# microsoft/LightGBM

**Attribution required: if you use, quote, or summarise this content, you must credit and link back to [awesome-repositories.com](https://awesome-repositories.com/repository/microsoft-lightgbm).**

18,096 stars · 3,985 forks · C++ · mit

## Links

- GitHub: https://github.com/microsoft/LightGBM
- Homepage: https://lightgbm.readthedocs.io/en/latest/
- awesome-repositories: https://awesome-repositories.com/repository/microsoft-lightgbm.md

## Topics

`data-mining` `decision-trees` `distributed` `gbdt` `gbm` `gbrt` `gradient-boosting` `kaggle` `lightgbm` `machine-learning` `microsoft` `parallel` `python` `r`

## Description

LightGBM is a high-performance machine learning framework designed for constructing gradient-boosted decision tree ensembles. It provides a platform for training classification, regression, and ranking models, with a focus on memory efficiency and large-scale distributed computing.

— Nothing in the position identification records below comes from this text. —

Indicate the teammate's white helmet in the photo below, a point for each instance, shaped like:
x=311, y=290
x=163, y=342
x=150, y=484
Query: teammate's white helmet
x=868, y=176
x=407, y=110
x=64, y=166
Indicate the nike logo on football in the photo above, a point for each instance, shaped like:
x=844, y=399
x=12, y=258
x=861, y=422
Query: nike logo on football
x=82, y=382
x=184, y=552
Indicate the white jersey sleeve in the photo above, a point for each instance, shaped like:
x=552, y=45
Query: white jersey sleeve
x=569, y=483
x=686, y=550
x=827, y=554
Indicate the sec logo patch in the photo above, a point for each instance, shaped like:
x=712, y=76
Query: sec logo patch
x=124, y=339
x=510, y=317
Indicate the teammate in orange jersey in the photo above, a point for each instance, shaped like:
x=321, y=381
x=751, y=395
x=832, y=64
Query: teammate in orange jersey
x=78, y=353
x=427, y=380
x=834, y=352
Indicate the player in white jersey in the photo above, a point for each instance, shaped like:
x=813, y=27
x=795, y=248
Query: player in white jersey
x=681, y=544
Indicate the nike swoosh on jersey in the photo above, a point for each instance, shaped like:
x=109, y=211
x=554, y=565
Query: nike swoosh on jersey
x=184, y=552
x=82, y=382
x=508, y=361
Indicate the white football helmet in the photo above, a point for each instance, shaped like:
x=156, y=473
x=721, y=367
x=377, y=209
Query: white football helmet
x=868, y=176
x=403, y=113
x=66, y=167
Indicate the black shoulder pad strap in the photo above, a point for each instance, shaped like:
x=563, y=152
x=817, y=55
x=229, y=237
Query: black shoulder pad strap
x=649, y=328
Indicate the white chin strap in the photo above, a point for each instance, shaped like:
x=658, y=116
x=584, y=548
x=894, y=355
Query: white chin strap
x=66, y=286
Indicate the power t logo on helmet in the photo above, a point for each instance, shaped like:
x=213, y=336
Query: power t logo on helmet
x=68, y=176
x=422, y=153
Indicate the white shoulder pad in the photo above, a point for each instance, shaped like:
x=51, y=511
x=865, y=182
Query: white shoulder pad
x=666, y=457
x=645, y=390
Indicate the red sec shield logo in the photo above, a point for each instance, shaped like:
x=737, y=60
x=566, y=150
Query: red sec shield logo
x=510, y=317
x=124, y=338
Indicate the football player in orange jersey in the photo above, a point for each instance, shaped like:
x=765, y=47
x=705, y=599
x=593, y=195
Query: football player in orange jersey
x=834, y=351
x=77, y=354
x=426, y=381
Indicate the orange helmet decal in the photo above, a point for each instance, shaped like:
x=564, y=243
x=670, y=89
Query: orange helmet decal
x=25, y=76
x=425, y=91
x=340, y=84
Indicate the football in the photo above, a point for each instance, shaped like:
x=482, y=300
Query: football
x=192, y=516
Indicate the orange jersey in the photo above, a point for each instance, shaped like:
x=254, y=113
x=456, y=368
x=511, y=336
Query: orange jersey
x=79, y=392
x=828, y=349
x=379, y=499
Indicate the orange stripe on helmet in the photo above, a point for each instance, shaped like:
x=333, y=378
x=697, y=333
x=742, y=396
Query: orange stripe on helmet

The framework distinguishes itself through specialized algorithmic strategies, including leaf-wise tree growth and histogram-based decision learning, which prioritize convergence speed. It optimizes memory usage by bundling mutually exclusive features and employs gradient-based sampling to reduce training complexity. To handle large-scale datasets, the system supports distributed training across multiple computing nodes and offloads intensive mathematical operations to hardware accelerators.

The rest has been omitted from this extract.